Oil palm estates carry the biggest threat. Riau has lost vast areas of swamps following the near-continuous expansion of the estates. Several species of fresh water ornamental fish are threatened.

 'I come from Riau. Pekanbaru city was formerly a source of water, that never dried up,' Yuneidi said. 'With the entry of oil palm estates, ditches were dug so that the land was drained and the environment changed considerably.'

Ditch water disturbs fish reproduction. Passing motorboats leak lubricants into the water, making it less conducive to procreate, although the fish may survive.

'Fish seek undisturbed waters with the right temperature, acidity, and so forth in order to spawn, this should be supported by favorable environmental conditions,' Yuneidi explained.

The pearl gourami raised at the laboratory have survived for over two months. Yuneidi and his team are attempting to breed them. 'When they reach maturity, we're going to stimulate their spawning.'

He hopes that the sepat mutiara collected from Riau can be used to boost the local fisheries business. Further, export demand for sepat mutiara as ornamental fish has remained high.

Fish hunt: It took three years of hard searching in Sumatra, Java and Kalimantan before Yunedi could find someone who could sell him a population of peral gourami, locally known as sepat mutiara, for his laboratory.
Yuneidi's laboratory has focused on rare fish, especially local freshwater fish, since it was established in 2010. Researchers at the university have also studied bilih, an endemic fish of Lake Singkarak, West Sumatra. The lab currently has populations of 12 local fish, three of them are considered rare.

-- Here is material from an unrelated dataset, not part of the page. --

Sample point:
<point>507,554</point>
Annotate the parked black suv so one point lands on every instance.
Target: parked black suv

The bilih has been overexploited by the local community, as has the rinuak, a typical small fish found in Lake Maninjau. Large-scale consumption of larger commercial fish introduced to Lake Maninjau, such as nila (parrot fish) and goldfish is also disrupting the food chain of local fish.

This lab also collects a small fish specie called selimang (Epalzeohynchos kalopterus) in Jambi. It is now rare, even in its Lake Maninjau. The samples at the lab were discovered in a reservoir in Limapuluh Kota, West Sumatra. There is also tatari at the lab, and mujuk, which in Malaysia and Singapore can be sold for upwards of Rp 100,000 per kilogram.

West Sumatra, according to Yuneidi possesses several distinctive fish species with high economic value for collectors as well as consumption that remain under appreciated.

'That's why we're set to conduct research and to create awareness about them. We can only do this fairly slowly, studying them one by one, because we're working on a self-supporting basis, which also takes time,' Yuneidi added.